La compétitivité du commerce extérieur camerounais reste étroitement liée à la performance de ses infrastructures portuaires et logistiques. Le prestataire Dachser classe notamment le Cameroun parmi les marchés africains confrontés à des difficultés récurrentes liées à la congestion portuaire, à la lenteur des procédures douanières et à l’insuffisance des connexions routières et ferroviaires avec l’arrière-pays. Sur certaines façades maritimes du continent, les temps d’attente au mouillage peuvent atteindre dix jours, avec des conséquences directes sur les délais et les coûts d’acheminement.
Pour les importateurs, ces contraintes s’ajoutent à un environnement de fret déjà plus coûteux qu’ailleurs. Selon des données de la Conférence des Nations unies sur le commerce et le développement (CNUCED), citées par l’Africa Trade Fund, les importateurs africains peuvent payer jusqu’à 40 % de plus que la moyenne mondiale pour le transport maritime. Cette différence est notamment liée au nombre limité de lignes desservant certaines destinations, à la faiblesse des volumes transportés et à des primes d’assurance plus élevées.
À Douala, principal point d’entrée des marchandises au Cameroun, ces surcoûts affectent directement la compétitivité des entreprises. Le coût logistique ne dépend en effet pas uniquement des opérations réalisées à quai. Il intègre également les délais de passage, le transport vers les marchés intérieurs, les formalités administratives et la régularité des liaisons maritimes.

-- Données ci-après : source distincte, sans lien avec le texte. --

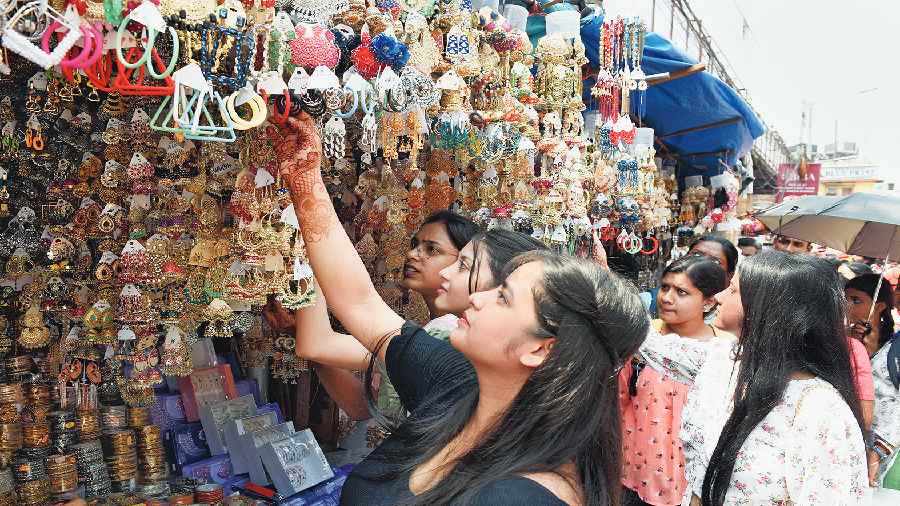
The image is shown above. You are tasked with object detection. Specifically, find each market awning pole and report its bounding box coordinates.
[646,63,706,86]
[867,224,898,322]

La concurrence des hubs internationaux
Cette équation favorise l’émergence de circuits logistiques alternatifs. Dubaï constitue à ce titre une importante plateforme de redistribution des marchandises vers plusieurs marchés africains. Son écosystème portuaire et logistique permet notamment de réexporter une part importante des marchandises reçues vers des destinations secondaires.
Le port de Jebel Ali dispose par ailleurs de connexions avec plusieurs grandes portes d’entrée du continent, notamment Mombasa, Dar es-Salaam et Djibouti. Pour les importateurs, le recours à ces hubs peut présenter un intérêt lorsque la combinaison du prix, du délai et de la fiabilité du transport apparaît plus avantageuse qu’une liaison directe.

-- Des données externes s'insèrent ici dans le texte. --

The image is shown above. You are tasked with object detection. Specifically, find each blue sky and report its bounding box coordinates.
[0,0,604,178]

Cette concurrence ne porte donc plus uniquement sur la capacité des terminaux à accueillir les navires. Elle concerne désormais l’ensemble de la chaîne logistique, depuis l’arrivée de la marchandise jusqu’à sa livraison dans l’arrière-pays.
Pour le Cameroun, l’enjeu est ainsi de réduire les ruptures entre le port, les administrations, les corridors terrestres et les marchés de destination. L’amélioration de la fluidité portuaire et de la connectivité avec l’intérieur du pays conditionne directement la capacité des opérateurs à réduire leurs coûts et à sécuriser leurs approvisionnements.
Dans un contexte où les chaînes d’approvisionnement deviennent un facteur déterminant de compétitivité, la performance du port de Douala ne se mesure donc plus seulement au volume de marchandises traité. Elle se mesure aussi à la rapidité, à la prévisibilité et au coût du parcours complet de la marchandise.